A Coromandel Peninsula family are reeling after their pet cat turned up eight years after going missing.

Pipi, a grey shorthair from the beach town of Whiritoa, had been rehomed in Parakiwai Valley in 2014 near Whangamata. After spending only two nights at his new residence, he went missing.

Lisa Grove and her family had all but given up hope when she received the call from the vet while at work.

“The vet said, ‘Did you lose a cat? He’s just been found today.’ I went back to work and I couldn’t think, I just couldn’t function. I had to ring them back to ask ‘Have I got this wrong?’ ”

Pipi had been brought to the vet after being found back in his hometown, Whiritoa. He had spent eight weeks locked in a shed at a bach, with only a small water source to sustain him.

He had made the journey from Parakiwai Valley to Whiritoa, about 16km by road, with many streams and forests in between.
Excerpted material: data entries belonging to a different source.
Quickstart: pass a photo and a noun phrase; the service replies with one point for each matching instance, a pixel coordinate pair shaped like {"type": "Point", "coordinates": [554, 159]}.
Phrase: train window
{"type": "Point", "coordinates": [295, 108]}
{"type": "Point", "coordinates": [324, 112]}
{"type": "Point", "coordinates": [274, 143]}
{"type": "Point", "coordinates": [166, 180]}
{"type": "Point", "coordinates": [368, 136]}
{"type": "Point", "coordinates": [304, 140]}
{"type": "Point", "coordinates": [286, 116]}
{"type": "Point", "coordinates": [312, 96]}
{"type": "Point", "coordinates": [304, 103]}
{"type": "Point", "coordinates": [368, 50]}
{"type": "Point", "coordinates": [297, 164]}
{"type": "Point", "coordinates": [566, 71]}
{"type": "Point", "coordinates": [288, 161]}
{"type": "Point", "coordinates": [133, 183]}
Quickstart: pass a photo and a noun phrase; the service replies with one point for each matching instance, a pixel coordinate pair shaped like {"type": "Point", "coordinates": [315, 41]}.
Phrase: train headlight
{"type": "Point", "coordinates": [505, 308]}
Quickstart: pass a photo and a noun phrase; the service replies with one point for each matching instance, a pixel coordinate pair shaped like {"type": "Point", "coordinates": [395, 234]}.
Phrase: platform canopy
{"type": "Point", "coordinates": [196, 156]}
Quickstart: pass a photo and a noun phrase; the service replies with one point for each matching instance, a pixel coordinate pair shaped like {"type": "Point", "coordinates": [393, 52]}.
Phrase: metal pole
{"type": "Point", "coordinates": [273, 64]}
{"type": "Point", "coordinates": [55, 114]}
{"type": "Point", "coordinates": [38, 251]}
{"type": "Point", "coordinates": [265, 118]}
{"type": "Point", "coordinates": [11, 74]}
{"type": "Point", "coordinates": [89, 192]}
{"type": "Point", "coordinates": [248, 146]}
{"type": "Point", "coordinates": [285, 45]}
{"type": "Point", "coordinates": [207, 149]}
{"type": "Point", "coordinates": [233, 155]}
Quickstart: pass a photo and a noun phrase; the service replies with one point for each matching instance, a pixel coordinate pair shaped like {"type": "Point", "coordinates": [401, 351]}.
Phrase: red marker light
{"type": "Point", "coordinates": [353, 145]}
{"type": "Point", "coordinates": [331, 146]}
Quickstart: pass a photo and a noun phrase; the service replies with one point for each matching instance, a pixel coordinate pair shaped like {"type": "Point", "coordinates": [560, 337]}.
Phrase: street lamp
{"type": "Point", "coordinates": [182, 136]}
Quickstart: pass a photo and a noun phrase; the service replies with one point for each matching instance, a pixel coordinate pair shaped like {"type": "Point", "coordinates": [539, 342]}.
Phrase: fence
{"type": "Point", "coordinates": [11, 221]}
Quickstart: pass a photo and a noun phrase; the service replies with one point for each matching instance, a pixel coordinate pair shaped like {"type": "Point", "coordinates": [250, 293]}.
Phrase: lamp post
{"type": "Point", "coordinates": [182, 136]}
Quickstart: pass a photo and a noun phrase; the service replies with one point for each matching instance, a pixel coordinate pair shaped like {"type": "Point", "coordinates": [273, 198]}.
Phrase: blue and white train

Lisa called her daughter at school to tell her the news. Caitlin, who was only 6 at the time of Pipi’s disappeara­nce, had always been “hung up” on not knowing his fate.

“I asked her if she was sitting down. In the last eight years we’ve never got over it. We always talk about Pipi.”
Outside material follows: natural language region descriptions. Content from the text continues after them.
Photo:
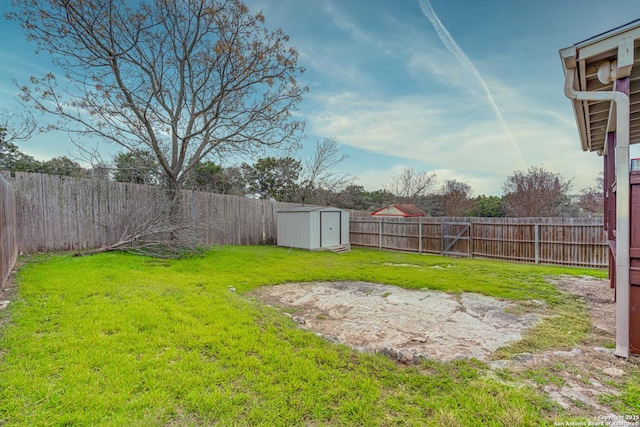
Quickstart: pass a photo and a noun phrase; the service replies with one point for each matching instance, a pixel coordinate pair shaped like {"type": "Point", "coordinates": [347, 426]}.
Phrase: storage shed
{"type": "Point", "coordinates": [314, 228]}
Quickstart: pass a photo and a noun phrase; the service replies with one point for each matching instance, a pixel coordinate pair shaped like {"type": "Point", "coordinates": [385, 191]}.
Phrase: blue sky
{"type": "Point", "coordinates": [471, 90]}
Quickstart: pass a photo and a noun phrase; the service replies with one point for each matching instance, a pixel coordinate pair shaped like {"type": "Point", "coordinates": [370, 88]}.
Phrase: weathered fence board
{"type": "Point", "coordinates": [8, 226]}
{"type": "Point", "coordinates": [62, 213]}
{"type": "Point", "coordinates": [564, 241]}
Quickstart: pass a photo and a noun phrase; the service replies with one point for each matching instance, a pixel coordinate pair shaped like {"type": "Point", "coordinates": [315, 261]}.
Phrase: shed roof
{"type": "Point", "coordinates": [311, 209]}
{"type": "Point", "coordinates": [597, 54]}
{"type": "Point", "coordinates": [404, 209]}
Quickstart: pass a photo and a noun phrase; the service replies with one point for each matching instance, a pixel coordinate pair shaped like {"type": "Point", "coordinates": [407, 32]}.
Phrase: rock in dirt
{"type": "Point", "coordinates": [407, 325]}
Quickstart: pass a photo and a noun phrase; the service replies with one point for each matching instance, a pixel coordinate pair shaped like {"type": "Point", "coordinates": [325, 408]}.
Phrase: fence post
{"type": "Point", "coordinates": [536, 234]}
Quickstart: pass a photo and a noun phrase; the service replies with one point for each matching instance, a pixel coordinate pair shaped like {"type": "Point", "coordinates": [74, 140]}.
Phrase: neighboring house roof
{"type": "Point", "coordinates": [400, 209]}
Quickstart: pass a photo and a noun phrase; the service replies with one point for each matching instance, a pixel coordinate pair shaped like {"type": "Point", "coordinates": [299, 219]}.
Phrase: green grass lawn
{"type": "Point", "coordinates": [118, 340]}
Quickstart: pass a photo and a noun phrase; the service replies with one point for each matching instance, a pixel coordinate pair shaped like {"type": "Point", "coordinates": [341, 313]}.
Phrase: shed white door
{"type": "Point", "coordinates": [329, 229]}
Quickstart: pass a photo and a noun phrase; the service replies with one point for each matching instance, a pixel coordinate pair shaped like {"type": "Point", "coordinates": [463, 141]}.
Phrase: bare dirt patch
{"type": "Point", "coordinates": [405, 324]}
{"type": "Point", "coordinates": [409, 325]}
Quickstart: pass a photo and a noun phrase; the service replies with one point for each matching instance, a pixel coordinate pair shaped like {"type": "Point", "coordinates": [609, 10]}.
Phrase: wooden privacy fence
{"type": "Point", "coordinates": [62, 213]}
{"type": "Point", "coordinates": [565, 241]}
{"type": "Point", "coordinates": [8, 227]}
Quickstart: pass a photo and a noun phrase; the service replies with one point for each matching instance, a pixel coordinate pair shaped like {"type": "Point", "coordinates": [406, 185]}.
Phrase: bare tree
{"type": "Point", "coordinates": [183, 79]}
{"type": "Point", "coordinates": [16, 125]}
{"type": "Point", "coordinates": [455, 198]}
{"type": "Point", "coordinates": [154, 231]}
{"type": "Point", "coordinates": [320, 177]}
{"type": "Point", "coordinates": [410, 186]}
{"type": "Point", "coordinates": [536, 192]}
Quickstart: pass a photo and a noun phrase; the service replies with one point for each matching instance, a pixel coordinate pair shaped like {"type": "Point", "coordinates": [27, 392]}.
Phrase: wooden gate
{"type": "Point", "coordinates": [456, 238]}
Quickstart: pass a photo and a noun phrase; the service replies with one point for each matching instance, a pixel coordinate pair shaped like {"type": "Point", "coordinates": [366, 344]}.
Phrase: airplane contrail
{"type": "Point", "coordinates": [451, 45]}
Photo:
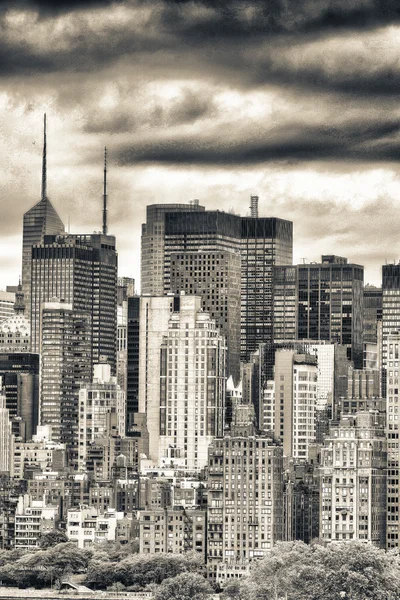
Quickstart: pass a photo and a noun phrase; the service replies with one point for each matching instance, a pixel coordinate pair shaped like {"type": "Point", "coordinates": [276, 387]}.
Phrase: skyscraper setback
{"type": "Point", "coordinates": [321, 301]}
{"type": "Point", "coordinates": [82, 270]}
{"type": "Point", "coordinates": [261, 243]}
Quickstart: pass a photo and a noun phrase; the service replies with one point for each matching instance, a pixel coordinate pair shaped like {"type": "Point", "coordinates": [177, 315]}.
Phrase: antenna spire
{"type": "Point", "coordinates": [44, 163]}
{"type": "Point", "coordinates": [105, 194]}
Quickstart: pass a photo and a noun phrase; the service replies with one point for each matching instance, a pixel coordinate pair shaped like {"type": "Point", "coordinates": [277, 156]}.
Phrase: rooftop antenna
{"type": "Point", "coordinates": [105, 194]}
{"type": "Point", "coordinates": [44, 163]}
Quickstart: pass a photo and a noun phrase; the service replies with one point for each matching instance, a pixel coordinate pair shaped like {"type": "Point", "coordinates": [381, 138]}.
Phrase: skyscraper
{"type": "Point", "coordinates": [215, 277]}
{"type": "Point", "coordinates": [20, 374]}
{"type": "Point", "coordinates": [353, 481]}
{"type": "Point", "coordinates": [291, 414]}
{"type": "Point", "coordinates": [65, 365]}
{"type": "Point", "coordinates": [181, 378]}
{"type": "Point", "coordinates": [390, 318]}
{"type": "Point", "coordinates": [5, 434]}
{"type": "Point", "coordinates": [392, 357]}
{"type": "Point", "coordinates": [192, 385]}
{"type": "Point", "coordinates": [42, 219]}
{"type": "Point", "coordinates": [152, 249]}
{"type": "Point", "coordinates": [320, 302]}
{"type": "Point", "coordinates": [82, 271]}
{"type": "Point", "coordinates": [261, 242]}
{"type": "Point", "coordinates": [245, 502]}
{"type": "Point", "coordinates": [101, 410]}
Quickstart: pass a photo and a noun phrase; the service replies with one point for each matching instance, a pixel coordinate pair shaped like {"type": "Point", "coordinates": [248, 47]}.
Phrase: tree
{"type": "Point", "coordinates": [137, 570]}
{"type": "Point", "coordinates": [52, 538]}
{"type": "Point", "coordinates": [185, 586]}
{"type": "Point", "coordinates": [295, 571]}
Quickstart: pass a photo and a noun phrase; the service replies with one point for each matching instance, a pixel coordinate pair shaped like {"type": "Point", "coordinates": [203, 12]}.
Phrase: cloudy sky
{"type": "Point", "coordinates": [293, 100]}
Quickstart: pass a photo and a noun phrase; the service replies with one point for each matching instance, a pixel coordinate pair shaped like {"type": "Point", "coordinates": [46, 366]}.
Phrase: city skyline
{"type": "Point", "coordinates": [208, 100]}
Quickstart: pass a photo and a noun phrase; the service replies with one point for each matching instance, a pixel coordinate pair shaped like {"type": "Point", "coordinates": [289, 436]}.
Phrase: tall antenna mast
{"type": "Point", "coordinates": [44, 163]}
{"type": "Point", "coordinates": [105, 194]}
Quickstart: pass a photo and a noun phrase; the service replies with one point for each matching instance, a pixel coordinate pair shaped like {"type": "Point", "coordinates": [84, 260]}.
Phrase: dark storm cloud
{"type": "Point", "coordinates": [187, 109]}
{"type": "Point", "coordinates": [244, 17]}
{"type": "Point", "coordinates": [251, 43]}
{"type": "Point", "coordinates": [52, 7]}
{"type": "Point", "coordinates": [356, 142]}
When Grove and her daughter arrived at the vet, Pipi recognised the pair immediatel­y.

“I said to him, ‘Oh my god, Pipi! We haven’t seen you for eight years!’
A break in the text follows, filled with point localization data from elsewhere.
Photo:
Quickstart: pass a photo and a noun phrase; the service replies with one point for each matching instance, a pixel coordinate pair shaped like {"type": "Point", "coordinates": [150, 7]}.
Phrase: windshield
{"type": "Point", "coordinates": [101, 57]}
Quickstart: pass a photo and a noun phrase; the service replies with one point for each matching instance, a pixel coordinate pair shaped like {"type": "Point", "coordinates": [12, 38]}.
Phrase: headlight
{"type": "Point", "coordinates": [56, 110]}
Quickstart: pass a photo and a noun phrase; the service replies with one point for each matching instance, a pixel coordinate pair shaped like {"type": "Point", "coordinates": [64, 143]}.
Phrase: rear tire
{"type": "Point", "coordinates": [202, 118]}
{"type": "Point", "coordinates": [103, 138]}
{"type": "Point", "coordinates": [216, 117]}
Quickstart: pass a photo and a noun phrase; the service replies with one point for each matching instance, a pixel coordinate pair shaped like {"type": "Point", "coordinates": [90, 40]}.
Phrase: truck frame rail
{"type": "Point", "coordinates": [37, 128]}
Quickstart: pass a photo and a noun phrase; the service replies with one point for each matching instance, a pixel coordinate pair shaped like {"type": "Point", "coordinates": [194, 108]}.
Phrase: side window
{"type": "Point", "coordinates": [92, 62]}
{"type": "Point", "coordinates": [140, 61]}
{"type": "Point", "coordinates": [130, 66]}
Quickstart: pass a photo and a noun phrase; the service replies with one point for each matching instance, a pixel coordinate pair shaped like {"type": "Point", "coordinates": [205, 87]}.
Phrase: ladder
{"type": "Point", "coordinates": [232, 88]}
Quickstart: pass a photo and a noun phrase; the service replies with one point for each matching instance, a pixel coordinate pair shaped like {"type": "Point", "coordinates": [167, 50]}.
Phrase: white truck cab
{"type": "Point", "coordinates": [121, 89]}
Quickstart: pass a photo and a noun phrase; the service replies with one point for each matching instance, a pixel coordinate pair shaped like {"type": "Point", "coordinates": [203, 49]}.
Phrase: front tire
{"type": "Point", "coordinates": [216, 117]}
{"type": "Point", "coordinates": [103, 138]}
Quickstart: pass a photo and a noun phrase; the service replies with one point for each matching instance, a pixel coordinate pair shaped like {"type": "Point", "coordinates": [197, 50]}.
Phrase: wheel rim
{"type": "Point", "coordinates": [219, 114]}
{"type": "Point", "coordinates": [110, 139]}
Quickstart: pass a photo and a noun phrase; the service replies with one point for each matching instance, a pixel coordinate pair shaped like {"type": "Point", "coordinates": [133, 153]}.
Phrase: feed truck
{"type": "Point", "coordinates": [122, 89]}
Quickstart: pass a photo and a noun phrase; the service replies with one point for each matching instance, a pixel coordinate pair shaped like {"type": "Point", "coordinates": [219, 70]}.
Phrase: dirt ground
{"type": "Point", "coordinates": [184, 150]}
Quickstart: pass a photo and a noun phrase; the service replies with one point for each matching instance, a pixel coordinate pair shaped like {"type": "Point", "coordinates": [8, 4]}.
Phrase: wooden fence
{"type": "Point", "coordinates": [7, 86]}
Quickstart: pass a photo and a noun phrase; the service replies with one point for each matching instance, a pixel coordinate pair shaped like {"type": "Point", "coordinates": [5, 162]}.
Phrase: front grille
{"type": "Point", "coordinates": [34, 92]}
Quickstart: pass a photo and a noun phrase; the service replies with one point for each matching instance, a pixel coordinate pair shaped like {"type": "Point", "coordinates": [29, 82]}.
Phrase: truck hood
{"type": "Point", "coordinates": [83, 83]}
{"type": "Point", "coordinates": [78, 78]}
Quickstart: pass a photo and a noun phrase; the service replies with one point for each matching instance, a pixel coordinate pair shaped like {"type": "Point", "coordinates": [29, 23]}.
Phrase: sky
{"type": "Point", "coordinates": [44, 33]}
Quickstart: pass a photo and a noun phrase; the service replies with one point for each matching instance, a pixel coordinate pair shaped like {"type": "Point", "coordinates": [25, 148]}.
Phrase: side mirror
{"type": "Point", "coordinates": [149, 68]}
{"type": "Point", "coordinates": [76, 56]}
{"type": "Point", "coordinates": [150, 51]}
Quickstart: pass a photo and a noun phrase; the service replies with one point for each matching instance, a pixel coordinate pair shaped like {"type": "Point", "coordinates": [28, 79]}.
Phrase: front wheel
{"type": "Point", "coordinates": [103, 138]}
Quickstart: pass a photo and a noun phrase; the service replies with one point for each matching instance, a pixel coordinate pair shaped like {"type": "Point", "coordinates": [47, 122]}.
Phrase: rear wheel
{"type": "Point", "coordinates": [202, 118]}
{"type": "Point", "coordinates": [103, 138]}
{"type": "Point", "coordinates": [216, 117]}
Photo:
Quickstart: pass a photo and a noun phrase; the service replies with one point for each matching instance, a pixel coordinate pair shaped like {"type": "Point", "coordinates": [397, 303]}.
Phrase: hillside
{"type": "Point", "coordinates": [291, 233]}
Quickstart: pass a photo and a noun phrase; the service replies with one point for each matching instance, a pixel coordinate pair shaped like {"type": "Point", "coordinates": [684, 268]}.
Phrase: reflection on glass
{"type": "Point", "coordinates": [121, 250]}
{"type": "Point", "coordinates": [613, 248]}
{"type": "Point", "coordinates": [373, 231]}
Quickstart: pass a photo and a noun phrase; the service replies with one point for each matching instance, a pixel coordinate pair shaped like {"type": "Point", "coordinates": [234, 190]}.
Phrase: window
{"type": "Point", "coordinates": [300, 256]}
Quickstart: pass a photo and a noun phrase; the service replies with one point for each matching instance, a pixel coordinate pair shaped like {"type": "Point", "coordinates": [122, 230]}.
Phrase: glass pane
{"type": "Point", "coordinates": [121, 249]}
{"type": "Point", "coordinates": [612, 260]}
“He started to meow and cuddle around our legs.”

Looking back, Lisa said their family instantly knew rehoming Pipi was “a terrible, terrible mistake”.

The family were expecting a change in circumstan­ces that would mean they could no longer keep their pet, however, it did not eventuate.

After hearing the news of his escape in 2014, Lisa and her daughter never gave up hope of finding him.

“We’ve always driven slowly through the area where he got lost and called out the window looking for him.”

Lisa, although relieved at his dramatic re-entrance into their lives, is frustrated that no one during that time had checked the microchip which would have let the family know their pet was still alive.

“The vet was confident that someone had been looking after him at some point while he was gone, he just wasn’t in that bad a nick — although, he was always a really good hunter so could’ve survived on his own.

“They could have eased my suffering . . . it’s not me really, it’s my child. She really had a big hang-up about him getting lost after we rehomed him.”

Grove wants others to be diligent when it comes to checking microchips. Even kittens and cats that are given to you should be double-checked for a microchip, so that owners can keep track of their former pets’ lives.

“Who knows, we may have said you can keep him . . . but they never gave us that opportunit­y.”

Pipi, now 12, will live out his sunset years “as a king”.

He will share his kingdom with two other rescue cats, Smudgee, and Shadow who is fully blind.

Pipi and Caitlin, who were born on the same day, have even got to share a birthday together since being reunited.

“I’m so loving having him back home. It’s so great . . . He has a bed but he likes sleeping on top of the washing machine under the dryer where it’s warm.”